Subject Re: [ib-support] FB 1.0 and GBAK problems
Author Claudio Valderrama C.
"Daniel Rail" <daniel@...> wrote in message
> Here's a twist to the case. When using unicode no problem occurs. When
> using normal ASCII for the character set, I get the arithmetic overflow
> error immediately. I just checked my database, where there was no error,
> got a surprise after performing the transformation from varchar(18)
> to varchar(6) unicode.

At least you can't shrink the field directly. The engine complains. There's
a misleading message about characters instead of bytes (maybe because I
reused a message that already existed) but the length is checked:
SQL> create table t_unic(a varchar(18) character set unicode_fss);

SQL> alter table t_unic alter column a type varchar(6);
Statement failed, SQLCODE = -607
unsuccessful metadata update
-New size specified for column A must be at least 54 characters.
=> this should be 54 bytes.

SQL> alter table t_unic alter column a type varchar(6) character set
Statement failed, SQLCODE = -607
unsuccessful metadata update
-New size specified for column A must be at least 54 characters.

SQL> alter table t_unic alter column a type varchar(17);
Statement failed, SQLCODE = -607
unsuccessful metadata update
-New size specified for column A must be at least 54 characters.

SQL> alter table t_unic alter column a type varchar(18);
=> no need to put the charset.

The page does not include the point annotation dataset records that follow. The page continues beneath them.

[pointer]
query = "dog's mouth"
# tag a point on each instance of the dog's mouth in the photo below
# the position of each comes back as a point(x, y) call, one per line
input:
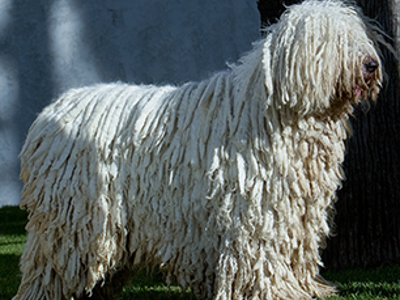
point(368, 82)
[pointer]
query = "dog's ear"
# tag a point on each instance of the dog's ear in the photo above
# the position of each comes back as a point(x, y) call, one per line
point(315, 53)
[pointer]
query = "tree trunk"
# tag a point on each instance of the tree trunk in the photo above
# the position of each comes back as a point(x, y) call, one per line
point(367, 231)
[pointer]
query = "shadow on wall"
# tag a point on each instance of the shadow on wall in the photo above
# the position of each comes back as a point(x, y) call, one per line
point(48, 46)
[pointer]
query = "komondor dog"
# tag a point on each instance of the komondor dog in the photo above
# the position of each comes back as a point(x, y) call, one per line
point(226, 185)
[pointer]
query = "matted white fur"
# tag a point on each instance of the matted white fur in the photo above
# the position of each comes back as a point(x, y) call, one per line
point(227, 184)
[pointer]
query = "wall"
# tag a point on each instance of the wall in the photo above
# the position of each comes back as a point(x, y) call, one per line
point(48, 46)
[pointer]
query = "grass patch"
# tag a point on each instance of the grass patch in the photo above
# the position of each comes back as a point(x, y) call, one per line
point(383, 283)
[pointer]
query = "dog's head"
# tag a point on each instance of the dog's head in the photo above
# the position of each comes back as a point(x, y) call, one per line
point(321, 59)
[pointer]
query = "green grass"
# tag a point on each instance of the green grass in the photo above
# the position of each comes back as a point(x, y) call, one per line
point(383, 283)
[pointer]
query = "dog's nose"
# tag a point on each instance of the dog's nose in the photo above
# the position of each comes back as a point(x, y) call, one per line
point(371, 66)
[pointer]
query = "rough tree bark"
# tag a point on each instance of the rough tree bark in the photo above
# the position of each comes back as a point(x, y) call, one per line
point(367, 232)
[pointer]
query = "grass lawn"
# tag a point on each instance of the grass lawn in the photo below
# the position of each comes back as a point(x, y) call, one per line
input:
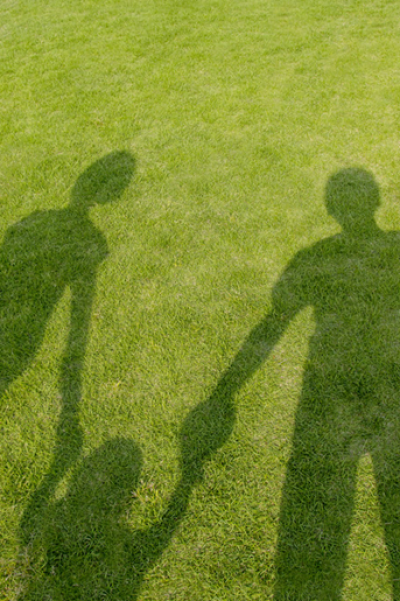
point(200, 300)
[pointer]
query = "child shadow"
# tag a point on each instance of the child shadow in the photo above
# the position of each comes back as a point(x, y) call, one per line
point(41, 256)
point(83, 552)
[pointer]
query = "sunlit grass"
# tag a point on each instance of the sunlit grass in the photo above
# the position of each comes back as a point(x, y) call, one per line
point(235, 115)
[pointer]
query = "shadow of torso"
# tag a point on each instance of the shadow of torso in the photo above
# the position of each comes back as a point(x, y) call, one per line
point(40, 256)
point(349, 405)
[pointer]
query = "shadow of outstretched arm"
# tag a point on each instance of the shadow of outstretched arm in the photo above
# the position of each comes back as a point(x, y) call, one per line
point(68, 443)
point(206, 428)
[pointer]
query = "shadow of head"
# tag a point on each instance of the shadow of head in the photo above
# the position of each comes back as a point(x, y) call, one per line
point(352, 198)
point(104, 181)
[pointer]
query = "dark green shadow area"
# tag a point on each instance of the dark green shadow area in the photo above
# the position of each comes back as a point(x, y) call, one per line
point(348, 406)
point(40, 257)
point(349, 403)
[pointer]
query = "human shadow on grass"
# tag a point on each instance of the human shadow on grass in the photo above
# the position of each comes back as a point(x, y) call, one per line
point(347, 407)
point(349, 403)
point(40, 257)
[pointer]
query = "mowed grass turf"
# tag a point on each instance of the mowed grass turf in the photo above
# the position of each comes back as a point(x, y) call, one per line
point(199, 374)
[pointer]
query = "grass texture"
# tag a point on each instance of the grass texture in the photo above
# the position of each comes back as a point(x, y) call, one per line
point(199, 300)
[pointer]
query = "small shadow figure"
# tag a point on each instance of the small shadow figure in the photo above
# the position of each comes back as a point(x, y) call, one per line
point(40, 257)
point(84, 550)
point(348, 406)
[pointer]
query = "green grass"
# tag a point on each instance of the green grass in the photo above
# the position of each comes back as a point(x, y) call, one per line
point(198, 376)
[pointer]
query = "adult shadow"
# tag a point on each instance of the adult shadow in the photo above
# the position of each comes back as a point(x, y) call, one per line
point(349, 400)
point(40, 257)
point(347, 407)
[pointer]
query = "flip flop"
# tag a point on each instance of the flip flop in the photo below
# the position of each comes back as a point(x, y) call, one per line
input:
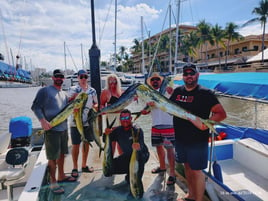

The charset is preserved.

> The field is defined as "varchar(6) character set
> unicode_fss" and the value in the field is "0101014876". In my book, this
> shouldn't happen. Definitely, when I tried copying the value from this
> field to a field varchar(6) character set ascii, the arithmetic overflow
> error popped up.

Let's clear a difference: Windows NT uses unicode, the same than it's
defined in C as wchar_t, two bytes per character, always. FB uses
UNICODE_FSS. In this encoding, a character may use one, two or three bytes,
depending on its numeric value. The idea was the most of the time, the
character will fit into one byte, hence it's cheaper than using always
2-byte per char (NT) or 4-byte per char (Linux) for unicode. Hence, it's
possible that you squeeze more characters than the logical limit (measured
in characters, not bytes). For example
f char(3) character set unicode_fss;
uses 3 characters but 9 bytes. Depending on the characters, you can put up
to 9 characters. In the worst case, you can only put 3. I've talked to the
implementor (Dave) and he says that it would be possible to carry the number
of bytes per character internally, so the engine doesn't accept more than
the logical limit, even if there's room for more. At that point, my
uninformed opinion is that this would be good for charsets that use a fixed
char/byte ratio, but even when it's good for avoiding users mistakes, it
defeats the idea of unicode_fss, since you are not compressing anything. We
could be using instead fixed 3 byte/char in unicode, no unicode encoding.
IMHO, of course. Of course, if you put 5 single-byte characters into that
field "f" shown above, when trying to send it to an ASCII field with 3
positions available, you will get a string truncation error.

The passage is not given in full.